Ils préconisent notamment le développement de programmes spécialisés dans la couverture des crises, l’éducation aux médias, la lutte contre la désinformation ainsi que l’utilisation éthique de l’intelligence artificielle dans les rédactions.
Les écoles de journalisme sont également invitées à adapter leurs programmes aux nouvelles réalités du paysage médiatique africain.
Des médias économiquement plus solides
Pour les participants, la souveraineté éditoriale passe également par une indépendance économique accrue des médias.
L’Appel de Bamako recommande la mise en place de mécanismes de financement durables et transparents, capables de préserver l’autonomie des entreprises de presse.
Les signataires encouragent le développement d’abonnements numériques, de fonds de soutien, de plateformes communes et de modèles économiques adaptés aux réalités africaines.
Ils invitent aussi les investisseurs africains à considérer les médias comme des acteurs stratégiques du développement du continent.
L’intelligence artificielle au service de l’Afrique
Le document consacre une place importante à l’intelligence artificielle.
Les participants encouragent la création de modèles d’IA développés à partir de données africaines et adaptés aux réalités culturelles, linguistiques et sociales du continent.
Ils mettent également en garde contre les biais algorithmiques susceptibles de marginaliser les réalités africaines dans les systèmes technologiques mondiaux.
L’Appel souligne enfin que l’intelligence artificielle doit demeurer un outil d’appui au journalisme et non se substituer à la responsabilité humaine dans la production de l’information.
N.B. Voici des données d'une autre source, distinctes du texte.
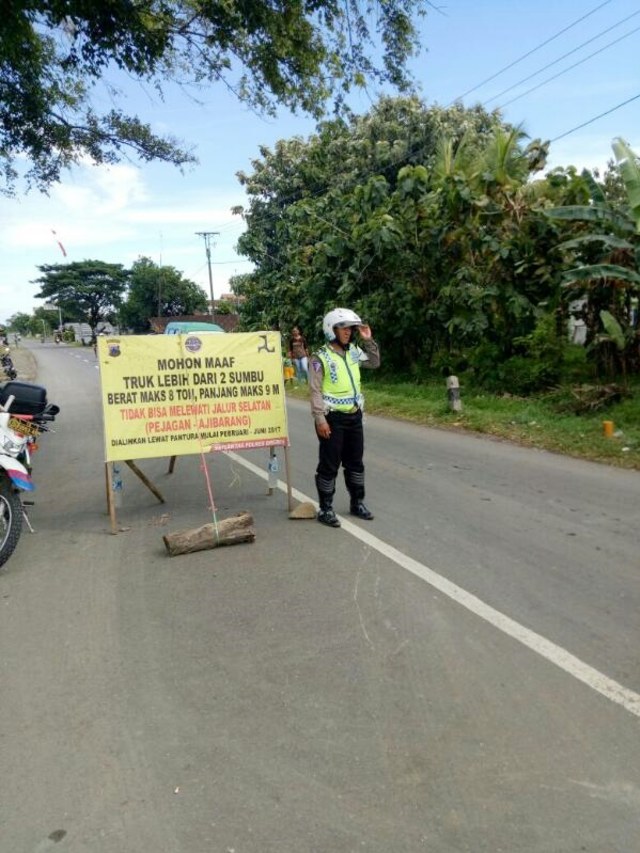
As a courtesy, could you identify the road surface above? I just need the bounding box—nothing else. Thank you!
[0,344,640,853]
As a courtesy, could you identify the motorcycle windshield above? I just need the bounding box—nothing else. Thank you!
[6,468,35,492]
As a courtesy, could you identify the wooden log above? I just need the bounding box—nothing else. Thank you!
[162,512,256,557]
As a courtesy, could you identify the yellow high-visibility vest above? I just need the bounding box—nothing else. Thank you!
[316,344,364,412]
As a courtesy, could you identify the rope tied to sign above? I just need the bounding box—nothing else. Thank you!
[199,438,220,544]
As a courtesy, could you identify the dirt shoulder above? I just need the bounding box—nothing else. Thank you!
[11,347,38,382]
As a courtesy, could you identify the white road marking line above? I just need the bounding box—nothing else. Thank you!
[226,451,640,717]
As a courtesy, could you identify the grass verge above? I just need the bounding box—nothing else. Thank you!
[287,376,640,470]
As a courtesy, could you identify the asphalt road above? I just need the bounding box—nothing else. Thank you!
[0,344,640,853]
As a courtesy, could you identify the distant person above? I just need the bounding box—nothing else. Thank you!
[309,308,380,527]
[289,326,309,382]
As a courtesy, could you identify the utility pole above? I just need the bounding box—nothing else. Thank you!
[196,231,220,323]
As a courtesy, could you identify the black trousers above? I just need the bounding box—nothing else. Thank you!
[316,410,364,508]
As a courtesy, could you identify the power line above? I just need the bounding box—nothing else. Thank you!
[498,22,640,110]
[483,9,640,106]
[449,0,612,106]
[551,92,640,142]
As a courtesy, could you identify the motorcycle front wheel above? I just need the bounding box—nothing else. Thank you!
[0,477,22,566]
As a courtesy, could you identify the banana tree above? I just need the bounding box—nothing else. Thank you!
[546,139,640,373]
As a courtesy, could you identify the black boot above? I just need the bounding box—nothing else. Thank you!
[317,506,340,527]
[344,468,373,521]
[350,501,373,521]
[316,475,340,527]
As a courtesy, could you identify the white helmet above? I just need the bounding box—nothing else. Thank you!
[322,308,362,341]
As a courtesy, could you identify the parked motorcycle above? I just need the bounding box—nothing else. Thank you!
[0,347,18,379]
[0,381,60,566]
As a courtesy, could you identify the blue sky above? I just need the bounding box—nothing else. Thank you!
[0,0,640,321]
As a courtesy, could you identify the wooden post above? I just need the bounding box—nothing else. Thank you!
[125,457,165,504]
[284,444,293,512]
[104,462,118,535]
Des médias engagés pour la paix
Les participants ont également réaffirmé le rôle essentiel des médias dans la promotion de la paix et la lutte contre l’extrémisme violent.
Ils ont insisté sur la nécessité pour les professionnels de l’information de traiter les questions sécuritaires avec responsabilité, tout en évitant de servir de relais aux discours de haine, aux groupes terroristes ou aux idéologies extrémistes.
À travers cet engagement collectif, les signataires affirment leur volonté de bâtir un espace médiatique africain « libre, fort, innovant, solidaire et souverain ».
Pour eux, l’Appel de Bamako constitue désormais un cadre de référence destiné à accompagner l’émergence d’une Afrique capable de maîtriser son récit, ses technologies et son avenir informationnel.